A pandemia do coronavírus colocou a economia do planeta dentro de um redemoinho, e não tem sido diferente para as startups, afinal, elas dependem de investidores e, com a atual crise, as reservas financeiras raramente estão disponíveis, porém, se uma das características das startups é o desafio, então, este é o momento.

Com a atual situação, dois cenários foram colocados diante das startups: o primeiro é o que foi mais afetado pela crise. Sem conseguir o crédito oferecido pelo governo, muitas delas se viram perdidas e sem capital para manterem seus negócios. O segundo cenário é o das oportunidades que startups de alguns segmentos encontraram na crise. Diversos mercados estão com boas possibilidades para começar um negócio oferecendo serviços que atendam as novas demandas trazidas pela pandemia.

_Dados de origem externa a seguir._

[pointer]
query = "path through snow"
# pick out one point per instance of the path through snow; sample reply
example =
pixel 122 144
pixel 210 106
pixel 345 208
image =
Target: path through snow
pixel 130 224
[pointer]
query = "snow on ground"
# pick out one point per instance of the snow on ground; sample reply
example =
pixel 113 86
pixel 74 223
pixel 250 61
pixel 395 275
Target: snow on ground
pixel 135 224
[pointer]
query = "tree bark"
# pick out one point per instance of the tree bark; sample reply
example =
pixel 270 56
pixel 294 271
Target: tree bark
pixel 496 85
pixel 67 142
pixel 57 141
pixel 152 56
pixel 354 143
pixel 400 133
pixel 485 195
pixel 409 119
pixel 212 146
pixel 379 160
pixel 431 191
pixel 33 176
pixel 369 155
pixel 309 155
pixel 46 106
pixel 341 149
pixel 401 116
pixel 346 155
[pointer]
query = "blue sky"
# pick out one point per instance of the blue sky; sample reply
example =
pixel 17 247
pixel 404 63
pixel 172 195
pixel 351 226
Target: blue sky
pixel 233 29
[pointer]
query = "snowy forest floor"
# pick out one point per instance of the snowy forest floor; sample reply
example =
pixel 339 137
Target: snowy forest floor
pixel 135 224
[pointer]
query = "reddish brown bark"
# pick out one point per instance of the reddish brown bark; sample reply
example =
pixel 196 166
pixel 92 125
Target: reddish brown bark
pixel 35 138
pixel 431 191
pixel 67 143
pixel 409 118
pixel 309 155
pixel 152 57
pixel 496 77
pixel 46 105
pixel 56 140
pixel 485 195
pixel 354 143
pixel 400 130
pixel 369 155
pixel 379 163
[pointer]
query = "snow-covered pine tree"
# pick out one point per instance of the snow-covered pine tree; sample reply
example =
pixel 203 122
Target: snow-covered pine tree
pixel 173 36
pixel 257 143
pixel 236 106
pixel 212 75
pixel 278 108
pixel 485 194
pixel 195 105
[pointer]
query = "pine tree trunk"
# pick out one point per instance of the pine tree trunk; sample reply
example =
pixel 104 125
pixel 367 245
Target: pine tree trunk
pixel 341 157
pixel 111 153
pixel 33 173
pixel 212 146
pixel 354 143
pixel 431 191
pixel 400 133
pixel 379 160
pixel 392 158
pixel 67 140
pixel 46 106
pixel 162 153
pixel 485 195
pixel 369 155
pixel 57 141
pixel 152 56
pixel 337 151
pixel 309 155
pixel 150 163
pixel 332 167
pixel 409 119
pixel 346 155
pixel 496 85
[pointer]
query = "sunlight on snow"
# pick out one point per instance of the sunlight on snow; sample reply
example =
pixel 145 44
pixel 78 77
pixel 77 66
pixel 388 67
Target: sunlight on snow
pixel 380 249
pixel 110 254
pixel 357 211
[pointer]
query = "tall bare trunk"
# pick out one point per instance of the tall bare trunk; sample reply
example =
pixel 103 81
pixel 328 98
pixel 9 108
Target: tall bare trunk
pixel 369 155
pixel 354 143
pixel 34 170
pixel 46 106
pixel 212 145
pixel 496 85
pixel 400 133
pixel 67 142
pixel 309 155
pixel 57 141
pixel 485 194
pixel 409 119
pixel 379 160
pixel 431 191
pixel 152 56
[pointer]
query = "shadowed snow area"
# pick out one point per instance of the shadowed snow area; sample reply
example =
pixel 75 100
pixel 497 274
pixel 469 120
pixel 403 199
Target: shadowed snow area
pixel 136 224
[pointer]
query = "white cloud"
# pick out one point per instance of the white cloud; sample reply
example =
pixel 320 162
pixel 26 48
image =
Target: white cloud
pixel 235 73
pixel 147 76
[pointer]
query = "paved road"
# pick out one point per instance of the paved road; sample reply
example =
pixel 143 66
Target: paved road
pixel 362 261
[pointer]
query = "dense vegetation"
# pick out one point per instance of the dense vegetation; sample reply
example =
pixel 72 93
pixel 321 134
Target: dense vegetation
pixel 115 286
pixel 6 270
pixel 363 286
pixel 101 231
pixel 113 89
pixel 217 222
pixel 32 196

“Eu iria além, vendo dois outros cenários, e os dois com ótimas perspectivas. No primeiro, os investidores sempre foram atraídos pelas possibilidades de alto retorno das startups, o que se tornou mais relevante agora em momento de juros baixos, já que as aplicações financeiras estão com retornos na menor faixa histórica; e o segundo, a queda dos juros aumentou muito o capital disponível para investimentos”, destacou Emanuel Pessoa, advogado, especializado em política econômica internacional.

Segundo a pesquisa ‘O impacto da pandemia do coronavírus nos pequenos negócios’, realizada pelo Sebrae entre os dias 3 e 7 de abril, 60% dos donos de pequenos negócios que buscou crédito no sistema financeiro desde o início da pandemia do coronavírus teve o pedido negado. O levantamento, que ouviu 6.080 empreendedores de todo o país, mostrou que além da dificuldade de acesso a crédito, 88% dos empresários ouvidos viram seu faturamento cair (a perda foi de 75% em média).

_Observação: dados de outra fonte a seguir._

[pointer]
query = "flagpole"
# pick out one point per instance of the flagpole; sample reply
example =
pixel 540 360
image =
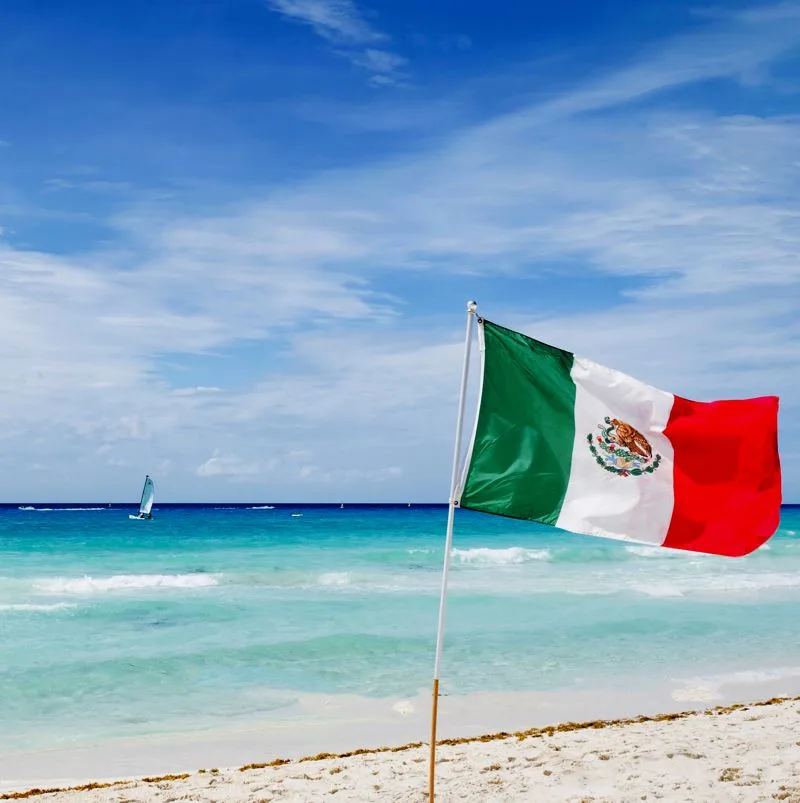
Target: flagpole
pixel 451 513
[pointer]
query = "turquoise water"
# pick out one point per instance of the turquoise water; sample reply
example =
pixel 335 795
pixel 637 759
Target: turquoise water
pixel 209 615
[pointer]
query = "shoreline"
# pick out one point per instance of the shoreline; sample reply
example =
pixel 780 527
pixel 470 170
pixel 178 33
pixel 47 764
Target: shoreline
pixel 517 736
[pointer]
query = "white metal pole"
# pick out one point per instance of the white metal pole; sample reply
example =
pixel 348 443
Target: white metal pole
pixel 471 308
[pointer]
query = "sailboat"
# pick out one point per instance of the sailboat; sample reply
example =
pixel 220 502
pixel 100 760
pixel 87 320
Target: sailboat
pixel 146 503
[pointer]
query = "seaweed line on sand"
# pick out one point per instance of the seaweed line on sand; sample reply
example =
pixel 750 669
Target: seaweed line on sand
pixel 531 733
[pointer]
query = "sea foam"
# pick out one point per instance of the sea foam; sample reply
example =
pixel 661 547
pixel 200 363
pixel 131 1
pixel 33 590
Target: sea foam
pixel 499 557
pixel 123 582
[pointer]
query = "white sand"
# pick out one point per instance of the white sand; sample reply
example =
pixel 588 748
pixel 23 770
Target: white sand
pixel 739 753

“É nessa hora que o empreendedor deve mostrar outra habilidade: a de negociar. Ele deve ter um pitch conciso, no qual explique, de forma sucinta e eficiente, o modelo de negócios e as possibilidades de retorno do capital. Isso vai permitir que consiga reuniões com os investidores, nas quais, aí sim, as explicações deverão ser mais robustas, com apresentação do plano de negócios e número os mais precisos possíveis, o que maximizam as chances de obter o investimento”, ensinou o advogado.

As novas tendências

Sem que as pessoas percebam, novos comportamentos foram, e estão sendo, moldados em virtude da pandemia. É daí que têm surgido as novas oportunidades de negócios. O Google for Startups na América Latina fez uma análise e detectou várias startups que, valendo-se da pandemia e do pós-pandemia, idealizaram empreendimentos dentro das principais tendências que surgiram.

A pesquisa do Google mostrou que 38% das pessoas passaram a querer refeições rápidas e lanches. Brigadeiros, coxinhas e pães de queijo apareceram como os mais solicitados. Ainda, de acordo com a pesquisa, entre março e abril o delivery cresceu 30% no país. Quem já trabalhava com o serviço, ou quem começou a trabalhar com a pandemia, viu suas vendas se manterem, ou aumentarem.

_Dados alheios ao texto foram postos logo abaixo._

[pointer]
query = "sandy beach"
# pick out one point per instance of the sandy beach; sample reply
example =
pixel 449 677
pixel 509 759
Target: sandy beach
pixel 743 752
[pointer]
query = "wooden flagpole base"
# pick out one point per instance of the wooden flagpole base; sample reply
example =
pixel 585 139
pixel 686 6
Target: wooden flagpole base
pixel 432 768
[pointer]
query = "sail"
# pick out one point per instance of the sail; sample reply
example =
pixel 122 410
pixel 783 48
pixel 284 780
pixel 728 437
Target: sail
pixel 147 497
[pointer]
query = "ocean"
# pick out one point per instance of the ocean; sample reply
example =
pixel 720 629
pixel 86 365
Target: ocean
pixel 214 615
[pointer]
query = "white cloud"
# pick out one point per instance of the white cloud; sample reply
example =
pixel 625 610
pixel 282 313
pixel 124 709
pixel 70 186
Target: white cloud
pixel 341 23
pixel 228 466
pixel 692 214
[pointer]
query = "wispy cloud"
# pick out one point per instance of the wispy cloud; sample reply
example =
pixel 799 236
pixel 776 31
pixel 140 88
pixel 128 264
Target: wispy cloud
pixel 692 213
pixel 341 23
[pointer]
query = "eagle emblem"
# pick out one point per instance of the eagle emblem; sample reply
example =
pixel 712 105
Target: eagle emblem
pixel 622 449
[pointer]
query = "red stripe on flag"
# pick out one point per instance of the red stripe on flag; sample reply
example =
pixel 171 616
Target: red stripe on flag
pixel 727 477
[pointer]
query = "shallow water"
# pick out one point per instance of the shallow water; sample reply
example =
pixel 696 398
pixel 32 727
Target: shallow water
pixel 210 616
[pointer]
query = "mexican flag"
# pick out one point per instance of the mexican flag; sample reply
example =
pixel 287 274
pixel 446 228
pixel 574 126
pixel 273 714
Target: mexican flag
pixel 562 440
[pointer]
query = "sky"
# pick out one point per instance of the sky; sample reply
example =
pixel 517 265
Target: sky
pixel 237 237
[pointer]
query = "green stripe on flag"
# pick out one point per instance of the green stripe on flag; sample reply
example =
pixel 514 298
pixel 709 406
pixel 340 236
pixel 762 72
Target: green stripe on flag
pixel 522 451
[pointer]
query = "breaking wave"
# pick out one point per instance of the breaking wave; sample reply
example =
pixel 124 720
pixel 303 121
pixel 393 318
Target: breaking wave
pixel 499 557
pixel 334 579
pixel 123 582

Móveis, principalmente para o home office, tiveram um aumento nas vendas, bem como kits de maquiagem.

A pesquisa do Google mostrou também que 65% dos pesquisados disse estar estudando ou trabalhando em casa, e 18% querem começar a fazer cursos online.

Empresas que prestam apoio financeiro a quem não sabe lidar com suas finanças foram outras tiveram um aumento de procura.

“Seja qual for o tipo de startup, é importante que o investidor seja devidamente informado de como o capital vai ser utilizado, porque a maioria dos contratos de investimento amarra a destinação do dinheiro. Dito isto, ele pode ser usado tanto para manter a empresa quanto para desenvolver um novo produto. O melhor caminho é consolidar um produto ou serviço existente antes de criar um novo, ou, se o existente não está dando o retorno esperado, pivotar (mudar), criando um novo”, disse Emanuel.

“Os principais pontos são o time da startup, seu nível de dedicação e mindset, além do modelo de negócios e estratégia de conquista de mercado. Esses pontos são decisivos para se chegar a um número satisfatório em uma negociação de investimentos”, completou.

Fidelizar a marca

Mas é importante lembrar que o comportamento dos consumidores pode alterar de acordo com as mudanças da pandemia. São comportamentos em transformação. As startups devem sim aproveitar esse momento de alta nas vendas, mas o mais importante é fidelizar sua marca.

“É hora de destacar sua empresa e ganhar o pensamento dos seus consumidores, o que também é conhecido como ‘top of mind’. Quando eles toparem com um certo problema, como os diversos enfrentados durante esta pandemia, logo pensarão na solução promovida pela sua empresa”, aconselhou André Barrence, diretor do Google for Startups na América Latina.